Indeed, rising consumer demand for goods and services has been a
> key element of U.S. economic growth. But its current level is
> unsustainable.



Manufacturing jobs was the key industry in America, Its the blood of
our country, and its been slowly drained. Unless America gets a blood
transfusion very quickly, she will never survive.


On Dec 21, 10:49 am, "[email protected]" <[email protected]>
wrote:
> http://news.xinhuanet.com/english/2008-12/17/content_10517447.htm
>
> BEIJING, Dec. 17 -- Recently productivity in the United States rose
> more than forecast, while labor costs increased less than anticipated.

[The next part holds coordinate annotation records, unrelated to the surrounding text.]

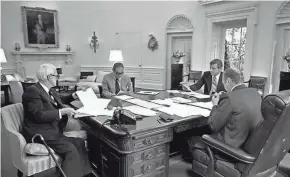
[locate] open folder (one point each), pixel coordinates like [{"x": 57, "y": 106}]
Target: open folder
[{"x": 93, "y": 106}]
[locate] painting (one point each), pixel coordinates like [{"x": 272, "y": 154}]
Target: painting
[{"x": 40, "y": 27}]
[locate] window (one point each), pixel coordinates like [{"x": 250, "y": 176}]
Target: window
[{"x": 235, "y": 42}]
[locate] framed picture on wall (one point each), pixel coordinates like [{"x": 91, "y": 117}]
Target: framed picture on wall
[{"x": 40, "y": 27}]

> Usually, that is a good sign. But these are no ordinary times. More
> than 1.5 million jobs have already been lost this year, and there is
> worse to come.
>
>     In the next few weeks, aggregate demand will decline significantly
> in relation to supply. Companies are reducing capacity feverishly in
> housing markets, durables, the car industry, and in others. As the
> U.S. negative demand shock spreads internationally, it will reinforce
> the worldwide downturn.
>
>     The writing is on the wall. Historically, world trade has been
> driven by the decline of transportation costs and tariffs. However,
> the Doha Round collapsed this summer, while the Baltic Dry Index
> (BDI), a barometer of global trade, has fallen 93 percent. Even the
> price of oil has plunged from 150 U.S. dollars to less than $50. In
> the past, cheap oil was a blessing; today, it reflects the decline of
> world trade - for the first time in 30 years.
>
>     The U.S. economy entered a recession in December last year.
> Although the official confirmation came recently, the facts have been
> known since summer last year. After the housing bubble and the credit
> squeeze, Dow Jones has declined by 40-45 percent from its peak.
>
>     In the 1970s, the energy crisis pushed the world economy into
> stagflation; in other words, slow growth plus inflation. Today, U.S.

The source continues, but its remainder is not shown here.